As medicine develops, so too does the ability to prolong life by artificial means. Machines to enable a person to breathe when they can no longer breathe themselves, feeding a person intravenously when they can no longer eat, and resuscitating a person or administering drugs to that person, can all prolong life, even if these actions themselves can no longer aid recovery.

Sadly it took the tragedy of Hillsborough and the case of Tony Bland before the courts began to focus on such issues.

Tony Bland was diagnosed as being in a persistent vegetative state, having suffered head injuries received at the Hillsborough stadium.

It was widely acknowledged that with such injuries there was no chance of recovery. His family and doctors wished to remove his feeding tube to allow him to die but at that time it was illegal to do so without the consent of the courts. The courts eventually ruled that it could be done and, at the same time, expressed views that seemed generally supportive of advance directives.

In reaction to this the Medical Treatment (Advance Directives) Bill was introduced to Parliament in 1992. Then in 1993 the Law Commission in England declared that the refusal of an advance directive should carry the same weight as refusing a request of a patient who had full capacity.

Further court decisions in England and Wales seemed to uphold the validity of AMDs until finally in April 2007, the Mental Capacity Act 2005 came into force and put AMDs in England on a statutory footing and confirmed their legality, provided that the terms of any deed drawn up in this connection complied with the provisions laid down in the Act.

Unfortunately, there is no such corresponding statutory provision in Scotland, at present, with Scotland appearing to lag behind England on this particular front.

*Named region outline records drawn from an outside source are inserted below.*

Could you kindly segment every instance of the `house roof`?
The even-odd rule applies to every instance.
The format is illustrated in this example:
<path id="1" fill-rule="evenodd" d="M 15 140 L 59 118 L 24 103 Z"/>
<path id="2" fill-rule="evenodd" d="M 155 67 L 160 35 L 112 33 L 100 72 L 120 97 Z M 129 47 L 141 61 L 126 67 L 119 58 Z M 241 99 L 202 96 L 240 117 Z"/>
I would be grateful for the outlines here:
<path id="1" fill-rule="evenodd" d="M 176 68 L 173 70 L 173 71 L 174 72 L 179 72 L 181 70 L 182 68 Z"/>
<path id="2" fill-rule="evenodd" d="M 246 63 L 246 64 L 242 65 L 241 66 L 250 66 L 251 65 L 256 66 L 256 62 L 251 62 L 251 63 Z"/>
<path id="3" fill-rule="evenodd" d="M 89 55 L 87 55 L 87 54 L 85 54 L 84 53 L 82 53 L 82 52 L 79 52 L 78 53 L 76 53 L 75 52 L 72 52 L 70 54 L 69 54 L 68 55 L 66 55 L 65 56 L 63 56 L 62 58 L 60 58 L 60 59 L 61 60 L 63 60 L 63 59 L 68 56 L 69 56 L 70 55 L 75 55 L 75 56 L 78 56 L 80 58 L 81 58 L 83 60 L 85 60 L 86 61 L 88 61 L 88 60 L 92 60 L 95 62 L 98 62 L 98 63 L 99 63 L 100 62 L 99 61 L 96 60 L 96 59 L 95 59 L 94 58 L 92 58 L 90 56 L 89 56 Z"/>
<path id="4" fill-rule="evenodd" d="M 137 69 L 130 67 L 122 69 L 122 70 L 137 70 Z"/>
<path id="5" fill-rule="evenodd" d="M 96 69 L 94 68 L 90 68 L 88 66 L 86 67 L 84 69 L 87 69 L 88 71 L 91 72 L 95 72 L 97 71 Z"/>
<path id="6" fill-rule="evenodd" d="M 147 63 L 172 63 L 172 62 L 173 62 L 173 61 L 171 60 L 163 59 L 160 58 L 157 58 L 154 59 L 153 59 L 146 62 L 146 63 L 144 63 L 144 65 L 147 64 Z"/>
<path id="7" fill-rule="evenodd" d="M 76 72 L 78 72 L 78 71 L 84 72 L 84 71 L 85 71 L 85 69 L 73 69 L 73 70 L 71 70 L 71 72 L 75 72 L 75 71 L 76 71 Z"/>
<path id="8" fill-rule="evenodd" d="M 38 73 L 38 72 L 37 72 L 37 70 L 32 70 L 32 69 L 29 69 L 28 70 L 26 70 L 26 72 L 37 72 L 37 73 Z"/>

In a Green Paper in 1999, the Scottish Government rejected the Scottish Law Commissioners’ recommendations that Advance Directives should have statutory force in Scotland saying:

‘…we have examined carefully a number of other proposals made by the Scottish Law Commission……and by others. Such proposals have included legislation to give clear legal force to Advance Statements (‘Living Wills’)……Although such proposals have the sincere support of particular interest groups, we do not consider that they command general support. Attempts to legislate in this area will not adequately cover all situations which might arise, and could produce unintended and undesirable results in individual cases’

Despite this, the general view is that although AMDs are not covered by Scottish legislation or by any case law in Scotland, since there has been case law in England and also English legislation, any AMD is most likely to be binding in Scotland too, at common law.

However, should there still be any remaining doubt as to whether AMDs are legally binding in Scotland, the position, we believe, is clarified by the Adults with Incapacity (Scotland) Act 2000.

The 2000 Act states that any medical treatment administered to an adult with incapacity must take account of the adult’s ‘past wishes and feelings’. It is therefore likely, in our opinion, that this would also include an AMD.

Whilst an AMD cannot nominate someone to make a decision on treatment on a person’s behalf, it is possible, as an alternative, for a person to grant a Welfare Power of Attorney appointing someone to decide on welfare matters in the event that they are unable to do so themselves. The powers conferred on an attorney could include the power to withhold consent to medical treatment, if so desired.

Whatever route is taken, the fact remains that although nothing is more certain than death itself, it could just be argued that in the 21st century, the time of dying, in some situations, might now be a little less uncertain.